[Top][All Lists]

[Date Prev][Date Next][Thread Prev][Thread Next][Date Index][Thread Index]

eval-after-load not harmful after all (Was: Re: Why js-2mode?)

From: Daniel Colascione
Subject: eval-after-load not harmful after all (Was: Re: Why js-2mode?)
Date: Mon, 10 Aug 2009 11:21:32 -0400

On Aug 10, 2009, at 5:26 AM, Leo wrote:
On 2009-08-10 09:54 +0100, CHENG Gao wrote:
,----[ (info "(elisp)Coding Conventions") ]
| * Avoid using `eval-after-load' in libraries and packages (*note
|   Hooks for Loading::).  This feature is meant for personal
|   customizations; using it in a Lisp program is unclean, because it
|   modifies the behavior of another Lisp file in a way that's not
|   visible in that file.  This is an obstacle for debugging, much
|   like advising a function in the other package.

Actually, I think the use of eval-after-load can be a *good* thing.

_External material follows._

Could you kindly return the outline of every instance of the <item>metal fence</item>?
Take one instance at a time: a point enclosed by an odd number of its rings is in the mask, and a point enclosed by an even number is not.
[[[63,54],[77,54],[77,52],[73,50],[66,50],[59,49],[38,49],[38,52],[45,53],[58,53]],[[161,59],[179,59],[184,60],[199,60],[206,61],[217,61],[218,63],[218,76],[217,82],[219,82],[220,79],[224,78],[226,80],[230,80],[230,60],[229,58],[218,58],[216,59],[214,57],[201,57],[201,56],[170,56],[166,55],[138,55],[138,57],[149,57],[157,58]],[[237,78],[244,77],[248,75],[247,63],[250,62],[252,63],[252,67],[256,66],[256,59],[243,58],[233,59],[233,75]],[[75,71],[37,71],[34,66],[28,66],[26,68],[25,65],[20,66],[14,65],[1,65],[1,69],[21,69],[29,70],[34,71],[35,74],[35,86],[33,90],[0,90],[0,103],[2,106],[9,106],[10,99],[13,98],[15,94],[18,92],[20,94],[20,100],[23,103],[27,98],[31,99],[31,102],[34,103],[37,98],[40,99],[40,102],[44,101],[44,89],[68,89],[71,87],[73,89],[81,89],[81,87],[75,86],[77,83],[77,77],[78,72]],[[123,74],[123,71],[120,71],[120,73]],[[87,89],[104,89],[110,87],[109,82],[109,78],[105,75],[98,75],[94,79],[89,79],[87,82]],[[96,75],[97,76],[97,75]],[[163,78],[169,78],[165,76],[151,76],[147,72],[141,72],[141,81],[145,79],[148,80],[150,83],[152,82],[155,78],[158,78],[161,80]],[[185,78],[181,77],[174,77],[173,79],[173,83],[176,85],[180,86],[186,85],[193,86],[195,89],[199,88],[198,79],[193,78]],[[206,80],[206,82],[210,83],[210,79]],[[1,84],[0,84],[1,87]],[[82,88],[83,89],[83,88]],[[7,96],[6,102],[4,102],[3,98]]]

As other people have mentioned, sometimes the author of a mode would like to add support to some other mode that provides a certain feature, e.g., hideshow. Requiring that rarely-used feature mode is inefficient, so what seems to happen in practice is that these feature mdoes grow lists of major modes with which they word. Consider hs- minor-mode, which by default has c-mode, c++-mode, bibtex-mode, and java-mode, or speeedbar's speedbar-obj-alist. The problem is that these lists are seldom updated, and more importantly, cannot really be exhaustive. In fact, these lists are a blatant layering violation, because lower-level functions like hideshow should not be required to know anything in particular about C.

It's not really reasonable to expect the user to fill in the gaps. There are too many of them (the number of modes times the number of additional feature modes), and the user might not know enough to be able to customize the feature mode appropriately.

eval-after-load provides a perfect solution. If foo-mode can detect that hideshow has been loaded, it can customize hideshow to handle foo primitives appropriately --- after all, it's foo-mode --- and still not incur the overhead of loading hideshow every time. (Also, hideshow doesn't need to be patched to add support for foo.)

Granted, eval-after-load does have the potential to enable spooky action at a distance and make code hard to understand. But I don't think that fear is relevant when eval-after-load forms call functions specifically designed to be used by third parties to add support for a new environment of some sort.

I think the coding convention should be revised.